Was angebracht ist, sollte dir egal sein - deine Gesundheit zählt. Bis vor kurzem war ich auch nur mit RR-Helm unterwegs - und wurde (durch fehlplazierte Honks) eines besseren belehrt ;-)

"Echter" Fullface wäre mir für Touren im Wald zu warm und unbequem. Wenn es dich nicht stört: Auf jeden Fall einen richtigen Fullface kaufen!

Andernfalls eben einen der o.g. Kombihelme (leider z.T: nicht lieferbar). Den Bell Mips 2R habe ich an den Wangenpolstern aufgepolstert - seitdem ist es der mit Abstand am besten sitzende Helm! Den Kopf wird er nicht wesentlich besser schützen - deine Zähne vermutlich schon.

Ich habe mir dennoch nach langer Suche (wg Kopfform) einen echten Fullface zugelegt - und am ersten Tag des Einsatzes zerbrochen. Ich befürchte der Bell hätte diesen Sturz nicht so gut abgefangen.

Es gibt (u.a. online) diverse Tests zu Helmen, hiernach kann man sich richten - letztendlich muss er dir passen. Also bestell die Helme und teste!

Die Kosten des Helmes sollten dabei nebensächlich sein!


----------



## demlak (25. August 2016)

ich kenn die dinger ja nicht.. aber wie isn das mit fullface aus dem motorsport bereich? die sind vermutlich zu schwer?


----------



## Baxter75 (25. August 2016)

demlak schrieb:


> ich kenn die dinger ja nicht.. aber wie isn das mit fullface aus dem motorsport bereich? die sind vermutlich zu schwer?



Nicht nur evtl zu schwer..denke auch,das die Belüftung nicht so prall is......


----------



## MTB-News.de




----------



## Asko2709 (26. August 2016)

Da sieht schon heftig aus!
Auf jeden Fall scheint der Helm seine Arbeit wirklich gut gemacht zu haben!
Nimm dir dies zu Herzen und als Beispiel dass vllt zu günstige Helme hier schlimmeres mit sich gebracht hätten.

Ich besitze für normale Fahrten einen Giro Hex (Halbschale) und muss sagen dass er eine Klasse Belüftung hat.
Ist nicht unbedingt der hübscheste, aber er fühlt sich gut an.
Für Fahrten mit 1m Drops hätte ich aber diesen nicht angezogen.
Dies die Antwort Zu deiner Frage.

Nun habe ich mir einen neuen FF zugelegt und habe viele Helme ausprobiert.
Ich möchte gute Belüftung nicht missen und habe nun den IXS XULT.
Mit der Angabe von 1100g ist dieser in L/XL nicht störend.
Ich werde ihn am WE testen.
Fahrten wie du sie beschreibst werde ich nur mit diesem haben, und nicht mit der Halbschale.

Gruß, Asko.


----------



## fastdarkness (28. August 2016)

Bei den Bildern frage ich mich immer wieder wie es Leute gibt die einen Helm auf dem Rad noch ablehnen???

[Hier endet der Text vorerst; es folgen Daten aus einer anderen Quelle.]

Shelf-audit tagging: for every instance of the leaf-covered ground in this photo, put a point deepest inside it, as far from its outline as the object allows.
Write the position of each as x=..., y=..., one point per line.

Auf jeden Fall gute Besserung und verrate mir mal die Adresse Deines Schutzengels!

Ich fahre mit dem RR einen RR Helm und auf dem MTB einen (ich glaube die richtige Bezeichnung ist) Enduro Helm. Ist der Nacken viel tiefer gezogen.
Fullface nur im Park. Ich schwitze schnell und viel und dann mit Fullfac den Berg hinauf ächzen ist nicht meines.


----------



## EggheadSpecial (28. August 2016)

demlak schrieb:


> ich kenn die dinger ja nicht.. aber wie isn das mit fullface aus dem motorsport bereich? die sind vermutlich zu schwer?

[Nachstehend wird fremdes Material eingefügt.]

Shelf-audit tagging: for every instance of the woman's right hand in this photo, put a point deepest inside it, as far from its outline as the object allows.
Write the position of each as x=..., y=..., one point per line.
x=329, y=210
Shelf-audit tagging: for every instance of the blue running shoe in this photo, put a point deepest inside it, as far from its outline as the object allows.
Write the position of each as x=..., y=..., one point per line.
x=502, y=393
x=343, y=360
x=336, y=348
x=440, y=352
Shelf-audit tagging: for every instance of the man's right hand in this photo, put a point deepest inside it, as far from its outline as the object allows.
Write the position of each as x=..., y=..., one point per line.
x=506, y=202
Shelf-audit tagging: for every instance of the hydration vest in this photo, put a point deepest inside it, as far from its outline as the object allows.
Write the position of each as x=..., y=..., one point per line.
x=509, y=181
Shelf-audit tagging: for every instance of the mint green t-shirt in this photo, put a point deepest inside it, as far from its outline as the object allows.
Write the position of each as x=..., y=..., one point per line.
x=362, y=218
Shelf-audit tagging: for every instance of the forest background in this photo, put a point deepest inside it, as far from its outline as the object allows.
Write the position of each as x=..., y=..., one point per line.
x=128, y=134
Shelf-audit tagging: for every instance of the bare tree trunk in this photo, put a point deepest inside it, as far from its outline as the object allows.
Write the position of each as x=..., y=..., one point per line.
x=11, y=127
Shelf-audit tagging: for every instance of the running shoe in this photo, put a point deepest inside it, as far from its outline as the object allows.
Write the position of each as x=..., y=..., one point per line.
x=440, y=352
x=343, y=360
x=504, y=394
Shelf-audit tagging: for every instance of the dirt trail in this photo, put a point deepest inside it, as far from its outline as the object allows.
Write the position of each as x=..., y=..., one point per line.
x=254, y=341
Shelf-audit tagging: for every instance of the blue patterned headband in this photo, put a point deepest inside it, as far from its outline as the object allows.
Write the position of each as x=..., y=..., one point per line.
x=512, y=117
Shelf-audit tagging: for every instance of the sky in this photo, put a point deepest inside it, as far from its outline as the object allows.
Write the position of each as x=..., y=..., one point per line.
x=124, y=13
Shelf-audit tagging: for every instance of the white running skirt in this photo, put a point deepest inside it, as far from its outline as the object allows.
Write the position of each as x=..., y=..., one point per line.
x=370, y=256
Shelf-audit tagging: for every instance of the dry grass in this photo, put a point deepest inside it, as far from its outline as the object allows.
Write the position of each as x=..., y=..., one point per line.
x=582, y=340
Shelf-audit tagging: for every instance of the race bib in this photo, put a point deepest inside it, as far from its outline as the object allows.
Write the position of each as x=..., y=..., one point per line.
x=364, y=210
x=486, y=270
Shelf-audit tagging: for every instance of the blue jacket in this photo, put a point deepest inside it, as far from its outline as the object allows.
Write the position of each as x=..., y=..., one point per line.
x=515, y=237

Nunja, mein (günstiger) Acerbis Helm vom SM-fahren wiegt auch kaum mehr als der Giro Cypher da oben.
Auf Dauer beim Radfahren möcht ich sowas nicht am Kopf haben...
Über die Belüftung eines "Fullface" bzw. "Motocross-Helms" urteile ich nicht... 

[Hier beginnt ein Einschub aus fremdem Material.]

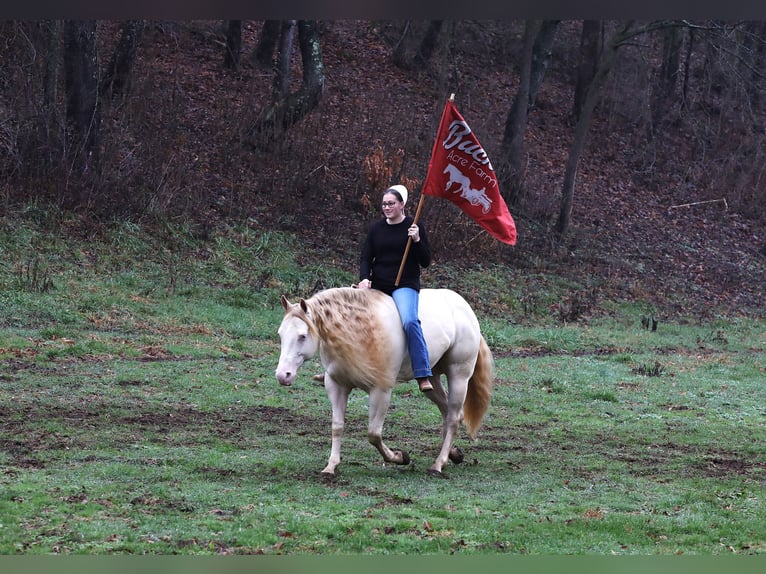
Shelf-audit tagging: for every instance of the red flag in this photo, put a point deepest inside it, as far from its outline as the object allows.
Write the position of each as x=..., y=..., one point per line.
x=460, y=171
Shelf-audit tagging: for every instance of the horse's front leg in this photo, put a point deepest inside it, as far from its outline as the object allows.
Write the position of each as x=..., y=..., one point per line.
x=379, y=401
x=458, y=387
x=338, y=395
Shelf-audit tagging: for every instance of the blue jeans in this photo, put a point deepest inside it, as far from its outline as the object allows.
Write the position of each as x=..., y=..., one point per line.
x=406, y=300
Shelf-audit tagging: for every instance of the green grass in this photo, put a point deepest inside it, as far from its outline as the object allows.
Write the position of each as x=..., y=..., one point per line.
x=139, y=415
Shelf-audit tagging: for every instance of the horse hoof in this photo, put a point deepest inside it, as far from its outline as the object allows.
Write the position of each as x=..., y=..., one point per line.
x=456, y=455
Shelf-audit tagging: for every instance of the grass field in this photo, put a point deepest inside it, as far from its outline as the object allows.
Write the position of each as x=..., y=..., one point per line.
x=139, y=414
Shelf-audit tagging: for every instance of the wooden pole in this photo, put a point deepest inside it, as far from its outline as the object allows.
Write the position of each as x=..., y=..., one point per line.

Wenn würd ich über einen leichten, noch bezahlbaren Helm nachdenken.
https://www.bike-components.de/de/MET/Parachute-HES-Helm-Modell-2016-p48380/

Mit abnehmbarem Bügel gibts noch einen Alpina...
https://www.bike-components.de/de/Alpina/King-Carapax-Helm-p42449/


----------



## Kadauz (29. August 2016)

Um auf deine Frage zu kommen:
Ich fahre prinzipiell nur bei Touren oder flachen Trails mit Halbschale. Bei allem, wo es 1-3 mal uphill und downhill geht, nehm ich den Fullface. Der kommt dann beim Uphill einfach an den Rucksack und wird dann oben am Berg angezogen. Nach den 300tf wird das Teil wieder "angebunden". Es kann dann schon sein, dass ich bei einer Ausfahrt 3mal den Helm ab- aufsetzen muss, das ist mir aber meine Sicherheit mitlerweile wert. Und da ist es mir auch egal, was "andere" Waldbesucher denken.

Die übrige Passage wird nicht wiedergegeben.